Sherman Street and the East Side
Deadwood developed along both sides of Whitewood Creek, forming the two main thoroughfares of Main and Sherman Street. In the 1880s the firms on Sherman tended to be small retail and service businesses.
With the arrival of the railroads in the early 1890s, Sherman became the town’s railroad center and wholesale warehouse district.
[Photo captions, clockwise from the top left]
Note the differences between these two photographs of eastern Deadwood. You look north from about the same place in both, the picture on the left was taken in the late 1880s and the other in 1909. [Photo credits] Arvada Center for the Arts and Humanities, Colorado; Wyoming State Museum.

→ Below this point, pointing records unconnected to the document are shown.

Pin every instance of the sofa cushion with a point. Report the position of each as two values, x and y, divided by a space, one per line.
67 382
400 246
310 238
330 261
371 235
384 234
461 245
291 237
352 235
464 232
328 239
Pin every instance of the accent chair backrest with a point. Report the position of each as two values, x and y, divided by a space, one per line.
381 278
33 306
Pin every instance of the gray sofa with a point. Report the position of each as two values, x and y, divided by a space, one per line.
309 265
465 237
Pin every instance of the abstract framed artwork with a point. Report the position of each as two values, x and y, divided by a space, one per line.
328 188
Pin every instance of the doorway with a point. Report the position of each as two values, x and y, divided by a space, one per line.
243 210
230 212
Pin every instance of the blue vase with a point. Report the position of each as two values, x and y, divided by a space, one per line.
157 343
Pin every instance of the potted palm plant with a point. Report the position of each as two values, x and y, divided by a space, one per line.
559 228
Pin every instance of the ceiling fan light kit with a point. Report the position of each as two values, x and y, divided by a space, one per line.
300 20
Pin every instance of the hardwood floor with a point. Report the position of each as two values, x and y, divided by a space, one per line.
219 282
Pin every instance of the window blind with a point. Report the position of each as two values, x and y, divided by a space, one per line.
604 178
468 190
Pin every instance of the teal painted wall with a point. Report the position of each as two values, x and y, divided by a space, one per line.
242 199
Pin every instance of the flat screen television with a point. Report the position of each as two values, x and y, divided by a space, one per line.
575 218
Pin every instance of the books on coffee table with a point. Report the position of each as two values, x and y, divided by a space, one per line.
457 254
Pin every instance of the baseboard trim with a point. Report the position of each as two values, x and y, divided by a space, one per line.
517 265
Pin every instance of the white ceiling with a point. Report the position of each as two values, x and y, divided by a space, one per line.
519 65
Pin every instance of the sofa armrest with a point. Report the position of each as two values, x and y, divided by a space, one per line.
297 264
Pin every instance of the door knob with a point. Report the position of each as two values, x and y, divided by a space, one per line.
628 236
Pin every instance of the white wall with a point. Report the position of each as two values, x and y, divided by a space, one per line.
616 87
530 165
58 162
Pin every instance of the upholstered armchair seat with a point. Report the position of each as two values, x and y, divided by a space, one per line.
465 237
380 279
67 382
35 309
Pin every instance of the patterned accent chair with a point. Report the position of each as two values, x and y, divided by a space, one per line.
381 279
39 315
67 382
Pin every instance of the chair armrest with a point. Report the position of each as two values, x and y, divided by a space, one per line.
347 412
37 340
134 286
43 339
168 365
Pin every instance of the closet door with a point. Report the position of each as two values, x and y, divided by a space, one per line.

This depot for the Grand Island and Wyoming branch of the Chicago, Burlington and Quincy Railroad was on Sherman Street at the intersection with Deadwood Street. The railroad shared the tracks with the Deadwood Central, a steam line which ran to Lead. An electric trolley began running on the tracks in 1902.
Construction of the Martin and Mason Block, on the left side of the photograph, began in 1893, making it one of the first large commercial buildings on Sherman. [Photo credit] Wyoming State Museum.
William E. Adams came to Deadwood in 1877 and struck it rich with his grocery and provisions store. In the 1890s he moved his store from Main to 51 Sherman Street, shown here in 1909. He also constructed the four story building to the left, and later added a fourth floor to his original structure. [Photo credit] Wyoming State Museum.
Marker is at the intersection of Sherman Street and Deadwood Street on Sherman Street.